Leskinen a indiqué que certaines liaisons avaient été repoussées vers le bas de la fourchette de rentabilité en raison de la hausse des coûts du carburant, mais a reconnu que la demande avait été « résiliente » malgré les chocs énergétiques.
« Certaines liaisons marginales n'ont aucun sens dans un environnement à forte consommation de carburant, alors nous les avons supprimées », a déclaré Leskinen, ajoutant que la compagnie aérienne supprimerait certaines liaisons en décembre qu'elle devait initialement desservir.
« Si le niveau de carburant reste élevé, nous procéderons à quelques ajustements au premier trimestre et au-delà, jusqu'en 2027 », a-t-il déclaré, ajoutant que la compagnie aérienne se concentrait sur la maximisation de la rentabilité et non sur la part de marché.
Dans le même temps, le directeur financier d'American Airlines, Devon May, a également souligné certaines réductions de capacité pour l'opérateur aérien en raison de la hausse des coûts du carburant. « Sur le plan de la capacité, nous continuerons à ajuster la capacité pour la fin du quatrième trimestre, compte tenu de la situation en matière de carburant », a-t-il déclaré.

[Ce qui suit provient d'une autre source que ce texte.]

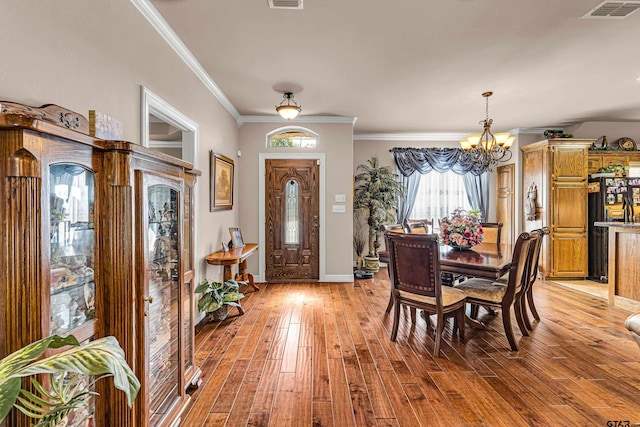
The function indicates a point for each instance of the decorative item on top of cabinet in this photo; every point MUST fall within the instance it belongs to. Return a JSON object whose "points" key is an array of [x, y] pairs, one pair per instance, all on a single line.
{"points": [[627, 143]]}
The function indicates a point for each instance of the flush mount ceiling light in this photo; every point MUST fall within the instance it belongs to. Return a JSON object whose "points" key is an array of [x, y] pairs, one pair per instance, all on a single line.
{"points": [[291, 109], [488, 149]]}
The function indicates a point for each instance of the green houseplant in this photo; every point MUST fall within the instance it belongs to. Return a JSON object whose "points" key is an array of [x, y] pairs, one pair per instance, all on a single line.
{"points": [[217, 297], [376, 192], [68, 372]]}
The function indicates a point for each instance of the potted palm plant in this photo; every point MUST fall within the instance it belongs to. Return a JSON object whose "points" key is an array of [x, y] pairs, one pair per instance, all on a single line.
{"points": [[69, 377], [217, 297], [376, 192]]}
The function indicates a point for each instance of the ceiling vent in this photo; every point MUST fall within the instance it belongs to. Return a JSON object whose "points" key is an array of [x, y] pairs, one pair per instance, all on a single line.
{"points": [[613, 10], [285, 4]]}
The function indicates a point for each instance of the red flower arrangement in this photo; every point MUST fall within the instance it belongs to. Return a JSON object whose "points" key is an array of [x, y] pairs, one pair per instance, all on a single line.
{"points": [[461, 229]]}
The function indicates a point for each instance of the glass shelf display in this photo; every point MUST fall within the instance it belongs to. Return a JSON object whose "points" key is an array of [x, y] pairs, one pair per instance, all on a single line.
{"points": [[163, 297], [72, 240]]}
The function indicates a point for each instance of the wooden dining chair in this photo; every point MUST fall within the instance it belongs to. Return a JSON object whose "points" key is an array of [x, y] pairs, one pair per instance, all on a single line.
{"points": [[504, 296], [414, 272], [407, 227], [492, 232], [424, 226], [533, 276]]}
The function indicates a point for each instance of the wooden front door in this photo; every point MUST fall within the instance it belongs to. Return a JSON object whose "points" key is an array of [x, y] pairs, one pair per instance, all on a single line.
{"points": [[505, 202], [292, 219]]}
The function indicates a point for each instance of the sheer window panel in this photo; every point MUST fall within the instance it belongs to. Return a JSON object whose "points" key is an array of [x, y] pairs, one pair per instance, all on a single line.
{"points": [[438, 195]]}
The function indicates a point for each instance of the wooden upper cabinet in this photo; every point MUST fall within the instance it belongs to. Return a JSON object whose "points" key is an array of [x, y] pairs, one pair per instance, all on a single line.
{"points": [[569, 207], [569, 163]]}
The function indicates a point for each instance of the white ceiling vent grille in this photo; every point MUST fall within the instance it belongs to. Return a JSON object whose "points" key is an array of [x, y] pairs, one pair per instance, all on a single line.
{"points": [[285, 4], [613, 10]]}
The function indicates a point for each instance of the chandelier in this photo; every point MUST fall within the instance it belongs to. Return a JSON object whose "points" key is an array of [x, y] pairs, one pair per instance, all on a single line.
{"points": [[288, 111], [488, 149]]}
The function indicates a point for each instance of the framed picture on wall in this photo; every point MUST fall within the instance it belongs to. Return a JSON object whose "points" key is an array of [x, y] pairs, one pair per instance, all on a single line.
{"points": [[221, 196], [236, 237]]}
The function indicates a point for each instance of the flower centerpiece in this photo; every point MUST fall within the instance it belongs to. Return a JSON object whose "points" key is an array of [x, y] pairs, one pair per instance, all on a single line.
{"points": [[461, 229]]}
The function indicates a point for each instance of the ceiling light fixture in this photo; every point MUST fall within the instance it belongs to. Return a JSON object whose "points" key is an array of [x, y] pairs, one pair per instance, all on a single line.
{"points": [[488, 149], [288, 111]]}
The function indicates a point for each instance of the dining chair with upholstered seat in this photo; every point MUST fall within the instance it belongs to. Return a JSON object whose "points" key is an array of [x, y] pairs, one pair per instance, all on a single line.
{"points": [[414, 271], [407, 227], [504, 296], [492, 232]]}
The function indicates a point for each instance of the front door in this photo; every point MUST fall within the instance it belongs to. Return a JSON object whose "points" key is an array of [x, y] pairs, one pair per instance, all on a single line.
{"points": [[292, 219], [505, 202]]}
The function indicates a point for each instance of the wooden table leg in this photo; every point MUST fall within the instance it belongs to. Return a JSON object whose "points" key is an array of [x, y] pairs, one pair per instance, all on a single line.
{"points": [[244, 276], [227, 274]]}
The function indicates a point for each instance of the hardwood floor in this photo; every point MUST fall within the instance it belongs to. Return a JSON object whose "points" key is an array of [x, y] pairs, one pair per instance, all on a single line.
{"points": [[319, 354]]}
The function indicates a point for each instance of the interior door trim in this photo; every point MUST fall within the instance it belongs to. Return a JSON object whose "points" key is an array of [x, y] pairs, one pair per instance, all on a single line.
{"points": [[261, 214]]}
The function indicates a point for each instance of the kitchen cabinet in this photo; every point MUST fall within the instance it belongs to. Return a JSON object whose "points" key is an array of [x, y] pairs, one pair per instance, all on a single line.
{"points": [[558, 167]]}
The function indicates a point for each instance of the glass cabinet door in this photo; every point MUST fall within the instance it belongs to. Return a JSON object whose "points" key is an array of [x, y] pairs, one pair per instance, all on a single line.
{"points": [[72, 242], [187, 317], [163, 297]]}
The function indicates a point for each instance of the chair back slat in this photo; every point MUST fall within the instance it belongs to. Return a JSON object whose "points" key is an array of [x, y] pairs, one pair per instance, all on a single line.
{"points": [[415, 263], [492, 232], [520, 261]]}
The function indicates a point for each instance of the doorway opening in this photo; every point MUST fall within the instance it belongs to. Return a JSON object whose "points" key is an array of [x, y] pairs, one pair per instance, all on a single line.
{"points": [[320, 157]]}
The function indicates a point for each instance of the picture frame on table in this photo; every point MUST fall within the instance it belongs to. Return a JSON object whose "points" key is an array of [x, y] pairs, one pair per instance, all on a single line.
{"points": [[221, 186], [236, 237]]}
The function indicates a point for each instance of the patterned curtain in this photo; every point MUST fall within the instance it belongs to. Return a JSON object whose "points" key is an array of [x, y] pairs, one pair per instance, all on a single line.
{"points": [[424, 160]]}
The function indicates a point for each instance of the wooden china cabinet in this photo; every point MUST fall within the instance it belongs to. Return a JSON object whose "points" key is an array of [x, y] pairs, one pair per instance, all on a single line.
{"points": [[97, 240], [558, 167]]}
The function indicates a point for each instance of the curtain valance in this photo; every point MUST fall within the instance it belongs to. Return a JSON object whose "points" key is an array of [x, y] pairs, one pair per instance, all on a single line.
{"points": [[424, 160]]}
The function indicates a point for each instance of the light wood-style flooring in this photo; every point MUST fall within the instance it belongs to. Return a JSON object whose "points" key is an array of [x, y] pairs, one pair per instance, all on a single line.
{"points": [[319, 354]]}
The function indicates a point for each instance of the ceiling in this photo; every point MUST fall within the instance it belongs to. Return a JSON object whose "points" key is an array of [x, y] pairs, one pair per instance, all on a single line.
{"points": [[419, 66]]}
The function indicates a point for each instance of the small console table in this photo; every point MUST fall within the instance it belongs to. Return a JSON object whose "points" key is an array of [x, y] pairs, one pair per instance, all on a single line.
{"points": [[235, 256]]}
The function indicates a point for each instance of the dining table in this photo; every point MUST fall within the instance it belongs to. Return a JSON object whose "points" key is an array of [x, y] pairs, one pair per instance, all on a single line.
{"points": [[485, 260]]}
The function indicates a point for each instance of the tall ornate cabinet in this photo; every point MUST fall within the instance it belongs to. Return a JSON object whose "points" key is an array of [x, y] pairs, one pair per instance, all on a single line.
{"points": [[558, 167], [96, 241]]}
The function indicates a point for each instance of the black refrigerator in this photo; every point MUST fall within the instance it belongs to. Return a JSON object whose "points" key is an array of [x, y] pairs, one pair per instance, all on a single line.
{"points": [[606, 195]]}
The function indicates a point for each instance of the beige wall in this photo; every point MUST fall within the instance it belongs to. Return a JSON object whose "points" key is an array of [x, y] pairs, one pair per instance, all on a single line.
{"points": [[612, 130], [85, 55], [335, 141]]}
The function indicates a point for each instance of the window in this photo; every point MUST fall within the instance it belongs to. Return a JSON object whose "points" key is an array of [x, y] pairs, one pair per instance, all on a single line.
{"points": [[291, 235], [292, 137], [438, 195]]}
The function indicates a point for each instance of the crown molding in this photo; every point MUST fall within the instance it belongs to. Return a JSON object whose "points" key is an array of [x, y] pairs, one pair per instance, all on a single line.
{"points": [[432, 137], [518, 131], [424, 137], [156, 20], [300, 119]]}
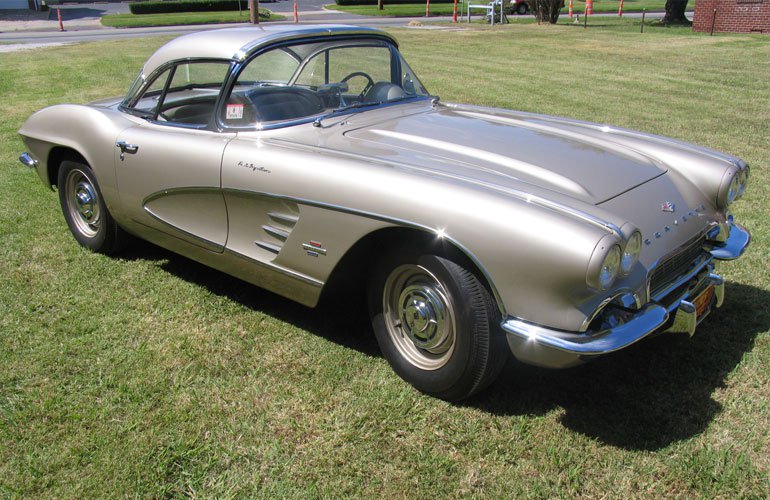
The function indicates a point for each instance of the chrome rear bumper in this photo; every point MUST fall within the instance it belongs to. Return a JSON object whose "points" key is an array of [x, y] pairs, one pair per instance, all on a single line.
{"points": [[542, 346]]}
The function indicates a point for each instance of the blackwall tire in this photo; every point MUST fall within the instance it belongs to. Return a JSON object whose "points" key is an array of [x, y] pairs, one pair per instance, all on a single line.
{"points": [[85, 211], [436, 324]]}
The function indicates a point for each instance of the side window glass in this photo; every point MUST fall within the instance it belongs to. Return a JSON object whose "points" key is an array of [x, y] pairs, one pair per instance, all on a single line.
{"points": [[192, 93], [360, 67], [275, 66], [147, 103], [314, 72]]}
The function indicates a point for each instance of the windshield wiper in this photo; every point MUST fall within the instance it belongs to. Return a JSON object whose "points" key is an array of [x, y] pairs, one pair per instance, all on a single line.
{"points": [[365, 104]]}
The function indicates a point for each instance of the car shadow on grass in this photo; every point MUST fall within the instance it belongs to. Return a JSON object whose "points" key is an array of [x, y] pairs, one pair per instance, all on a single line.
{"points": [[650, 395], [646, 397]]}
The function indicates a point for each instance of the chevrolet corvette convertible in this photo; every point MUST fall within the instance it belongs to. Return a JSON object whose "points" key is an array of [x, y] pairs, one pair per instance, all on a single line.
{"points": [[310, 159]]}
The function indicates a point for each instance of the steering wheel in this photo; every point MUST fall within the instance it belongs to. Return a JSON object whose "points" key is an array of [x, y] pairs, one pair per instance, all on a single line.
{"points": [[369, 83]]}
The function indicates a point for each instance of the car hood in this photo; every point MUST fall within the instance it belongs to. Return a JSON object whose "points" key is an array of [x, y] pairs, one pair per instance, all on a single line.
{"points": [[517, 151]]}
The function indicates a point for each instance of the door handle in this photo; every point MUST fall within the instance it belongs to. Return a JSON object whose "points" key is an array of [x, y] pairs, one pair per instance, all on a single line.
{"points": [[126, 147]]}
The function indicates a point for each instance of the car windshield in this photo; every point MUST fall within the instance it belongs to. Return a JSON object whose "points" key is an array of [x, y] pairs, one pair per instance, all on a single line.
{"points": [[296, 82]]}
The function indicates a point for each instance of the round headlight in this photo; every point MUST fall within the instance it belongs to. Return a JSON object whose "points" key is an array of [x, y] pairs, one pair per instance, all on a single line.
{"points": [[631, 253], [610, 268]]}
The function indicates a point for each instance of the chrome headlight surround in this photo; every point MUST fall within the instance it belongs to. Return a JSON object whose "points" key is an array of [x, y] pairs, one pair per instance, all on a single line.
{"points": [[631, 251], [733, 185], [604, 266]]}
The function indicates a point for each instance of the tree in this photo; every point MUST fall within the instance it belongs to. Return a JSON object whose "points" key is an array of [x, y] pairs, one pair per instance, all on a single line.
{"points": [[546, 11], [675, 12]]}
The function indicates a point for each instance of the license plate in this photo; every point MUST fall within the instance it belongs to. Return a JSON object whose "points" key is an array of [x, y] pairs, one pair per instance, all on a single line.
{"points": [[702, 302]]}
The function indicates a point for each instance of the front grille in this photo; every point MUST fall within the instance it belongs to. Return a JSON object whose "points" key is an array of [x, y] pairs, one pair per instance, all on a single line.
{"points": [[676, 265]]}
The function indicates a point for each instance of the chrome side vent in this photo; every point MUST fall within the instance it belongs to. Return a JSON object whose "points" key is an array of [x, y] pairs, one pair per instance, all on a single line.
{"points": [[277, 231]]}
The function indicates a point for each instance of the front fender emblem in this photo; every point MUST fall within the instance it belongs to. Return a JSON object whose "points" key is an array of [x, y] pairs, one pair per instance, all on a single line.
{"points": [[668, 207]]}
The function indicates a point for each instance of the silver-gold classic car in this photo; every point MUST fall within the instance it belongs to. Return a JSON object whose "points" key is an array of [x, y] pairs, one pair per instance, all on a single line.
{"points": [[309, 159]]}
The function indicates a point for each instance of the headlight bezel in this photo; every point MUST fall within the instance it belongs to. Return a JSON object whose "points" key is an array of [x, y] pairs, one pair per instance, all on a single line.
{"points": [[608, 249], [630, 254], [733, 186]]}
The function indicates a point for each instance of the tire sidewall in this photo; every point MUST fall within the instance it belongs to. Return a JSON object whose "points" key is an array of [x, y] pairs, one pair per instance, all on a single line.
{"points": [[99, 241], [456, 374]]}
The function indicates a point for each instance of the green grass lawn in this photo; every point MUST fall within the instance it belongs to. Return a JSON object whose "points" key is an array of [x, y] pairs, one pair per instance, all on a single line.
{"points": [[180, 18], [445, 9], [148, 375]]}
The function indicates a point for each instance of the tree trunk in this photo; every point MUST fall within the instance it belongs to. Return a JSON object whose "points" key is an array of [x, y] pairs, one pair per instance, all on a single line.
{"points": [[547, 11], [675, 12]]}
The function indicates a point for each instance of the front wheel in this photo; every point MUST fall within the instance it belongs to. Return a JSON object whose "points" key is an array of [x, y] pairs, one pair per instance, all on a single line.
{"points": [[85, 211], [437, 325]]}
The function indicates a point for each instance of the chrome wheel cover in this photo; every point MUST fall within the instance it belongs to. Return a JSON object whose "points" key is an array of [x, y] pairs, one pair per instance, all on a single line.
{"points": [[419, 317], [82, 203]]}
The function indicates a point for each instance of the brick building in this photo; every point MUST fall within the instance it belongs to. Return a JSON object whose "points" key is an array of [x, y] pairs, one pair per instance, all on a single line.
{"points": [[736, 16]]}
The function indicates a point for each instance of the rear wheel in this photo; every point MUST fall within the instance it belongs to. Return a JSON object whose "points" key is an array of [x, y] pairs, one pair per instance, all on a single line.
{"points": [[436, 324], [84, 210]]}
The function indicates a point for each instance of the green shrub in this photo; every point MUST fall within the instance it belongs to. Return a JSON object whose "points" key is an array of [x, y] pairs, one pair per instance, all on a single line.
{"points": [[374, 2], [156, 7]]}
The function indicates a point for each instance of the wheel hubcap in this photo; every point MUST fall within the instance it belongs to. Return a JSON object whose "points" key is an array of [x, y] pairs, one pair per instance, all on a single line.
{"points": [[422, 313], [419, 318], [82, 203], [85, 198]]}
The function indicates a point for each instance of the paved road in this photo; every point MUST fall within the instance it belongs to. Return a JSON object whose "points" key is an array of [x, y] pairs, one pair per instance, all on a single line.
{"points": [[82, 23]]}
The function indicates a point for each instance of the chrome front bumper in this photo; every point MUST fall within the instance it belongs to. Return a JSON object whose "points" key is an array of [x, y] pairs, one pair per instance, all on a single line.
{"points": [[542, 346], [27, 160]]}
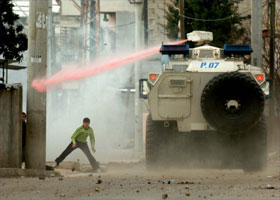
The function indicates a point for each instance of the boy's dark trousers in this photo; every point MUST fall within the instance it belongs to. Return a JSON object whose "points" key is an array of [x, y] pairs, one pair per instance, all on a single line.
{"points": [[84, 148]]}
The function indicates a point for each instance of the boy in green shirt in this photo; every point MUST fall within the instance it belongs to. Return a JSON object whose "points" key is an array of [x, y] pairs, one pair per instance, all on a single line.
{"points": [[79, 140]]}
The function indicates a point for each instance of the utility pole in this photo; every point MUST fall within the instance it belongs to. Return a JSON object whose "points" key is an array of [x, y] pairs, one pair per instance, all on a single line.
{"points": [[256, 27], [36, 102], [137, 73], [271, 74], [93, 28], [182, 20]]}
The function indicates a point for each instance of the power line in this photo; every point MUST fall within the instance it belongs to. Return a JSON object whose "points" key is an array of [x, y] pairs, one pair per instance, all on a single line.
{"points": [[209, 20]]}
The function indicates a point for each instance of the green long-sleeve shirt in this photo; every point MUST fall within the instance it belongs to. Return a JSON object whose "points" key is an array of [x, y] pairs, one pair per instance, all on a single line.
{"points": [[81, 135]]}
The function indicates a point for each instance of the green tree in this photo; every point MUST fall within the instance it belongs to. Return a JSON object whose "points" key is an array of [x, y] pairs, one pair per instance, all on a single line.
{"points": [[13, 41], [218, 16]]}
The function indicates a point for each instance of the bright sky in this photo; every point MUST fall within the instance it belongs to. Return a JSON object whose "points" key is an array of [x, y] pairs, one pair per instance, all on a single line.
{"points": [[22, 7]]}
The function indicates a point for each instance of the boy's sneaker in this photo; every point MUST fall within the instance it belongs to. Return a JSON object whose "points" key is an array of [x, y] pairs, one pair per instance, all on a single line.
{"points": [[55, 165]]}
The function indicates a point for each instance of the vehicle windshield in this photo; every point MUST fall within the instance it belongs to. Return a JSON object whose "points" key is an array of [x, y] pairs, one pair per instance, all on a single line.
{"points": [[206, 53]]}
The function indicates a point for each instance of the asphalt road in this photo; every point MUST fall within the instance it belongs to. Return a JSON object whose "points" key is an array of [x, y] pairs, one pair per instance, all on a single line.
{"points": [[131, 181]]}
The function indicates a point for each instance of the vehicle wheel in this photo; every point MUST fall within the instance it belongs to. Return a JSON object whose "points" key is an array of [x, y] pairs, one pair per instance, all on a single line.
{"points": [[232, 102], [155, 143], [255, 147]]}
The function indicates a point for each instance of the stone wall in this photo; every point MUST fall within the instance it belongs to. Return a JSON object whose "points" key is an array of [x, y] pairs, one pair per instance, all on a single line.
{"points": [[10, 126]]}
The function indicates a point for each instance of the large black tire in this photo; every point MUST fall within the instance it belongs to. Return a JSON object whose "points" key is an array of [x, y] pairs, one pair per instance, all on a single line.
{"points": [[255, 148], [156, 138], [232, 102]]}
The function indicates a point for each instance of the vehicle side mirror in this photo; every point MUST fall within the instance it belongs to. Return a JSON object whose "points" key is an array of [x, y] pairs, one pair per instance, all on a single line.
{"points": [[144, 88]]}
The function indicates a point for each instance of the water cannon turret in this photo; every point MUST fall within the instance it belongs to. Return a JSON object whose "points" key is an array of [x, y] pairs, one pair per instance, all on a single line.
{"points": [[200, 36]]}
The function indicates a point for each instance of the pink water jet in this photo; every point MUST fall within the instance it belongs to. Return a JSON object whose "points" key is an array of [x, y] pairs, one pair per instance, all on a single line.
{"points": [[67, 75]]}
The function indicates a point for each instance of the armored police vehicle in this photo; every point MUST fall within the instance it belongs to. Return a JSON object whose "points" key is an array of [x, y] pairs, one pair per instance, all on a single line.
{"points": [[205, 107]]}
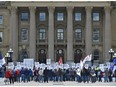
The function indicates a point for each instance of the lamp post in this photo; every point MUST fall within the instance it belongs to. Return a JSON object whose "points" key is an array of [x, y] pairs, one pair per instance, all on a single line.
{"points": [[10, 51], [111, 52], [7, 56]]}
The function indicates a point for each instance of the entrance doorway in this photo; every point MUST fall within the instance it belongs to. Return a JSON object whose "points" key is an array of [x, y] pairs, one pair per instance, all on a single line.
{"points": [[60, 54], [42, 56], [77, 55]]}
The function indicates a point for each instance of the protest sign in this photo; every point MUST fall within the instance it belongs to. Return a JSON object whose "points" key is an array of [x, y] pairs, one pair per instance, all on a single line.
{"points": [[29, 63], [48, 61]]}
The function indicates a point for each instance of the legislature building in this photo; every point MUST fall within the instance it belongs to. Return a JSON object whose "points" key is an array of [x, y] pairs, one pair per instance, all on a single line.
{"points": [[51, 30]]}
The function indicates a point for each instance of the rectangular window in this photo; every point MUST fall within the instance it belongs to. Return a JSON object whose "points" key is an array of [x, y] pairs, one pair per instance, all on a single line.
{"points": [[24, 16], [77, 16], [96, 34], [78, 34], [24, 34], [1, 36], [60, 34], [60, 16], [1, 19], [42, 34], [42, 16], [95, 16]]}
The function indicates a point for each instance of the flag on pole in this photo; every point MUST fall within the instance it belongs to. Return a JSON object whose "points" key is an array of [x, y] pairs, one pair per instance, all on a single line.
{"points": [[87, 58], [0, 56], [60, 61], [2, 60], [81, 64]]}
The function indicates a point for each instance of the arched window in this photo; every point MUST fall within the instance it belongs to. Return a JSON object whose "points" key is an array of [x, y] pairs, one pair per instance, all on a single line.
{"points": [[77, 55], [23, 55], [96, 54], [59, 53], [42, 56]]}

Cependant, le PDG Robert Isom a souligné le crack spread, qui correspond à la marge bénéficiaire que les raffineries gagnent en raffinant du pétrole brut en carburant. « S'il s'agissait simplement d'un problème de pétrole brut auquel nous sommes confrontés en ce moment, ou de 100 dollars le baril de pétrole que nous avons traité à différents moments de notre histoire, nous serions en bien meilleure position en termes de production de bénéfices », a déclaré Isom.
« Le fait est qu'il y a une fissure qui s'est répandue là-dessus, et elle a triplé », a-t-il dit. Selon un rapport de l'Association du transport aérien international (IATA) publié le 11 septembre, la propagation moyenne des fissures dans le kérosène était de 67,80 dollars le baril, soit moins que la semaine précédente, à 74,17 dollars le baril.
Isom a également souligné la croissance du chiffre d'affaires d'American Airlines au troisième trimestre, qui, selon lui, devrait se situer entre 16 % et 19 % d'une année sur l'autre. « Je pense que ce sera durable », a-t-il ajouté. Isom a également indiqué que les coûts du carburant avaient augmenté de 1 milliard de dollars au quatrième trimestre.
« Si les prix du carburant restent aussi élevés qu'ils le sont actuellement, je pense que cela nécessitera quelques ajustements en termes de planification de nos capacités alors que nous nous tournons vers l'avenir », a-t-il déclaré.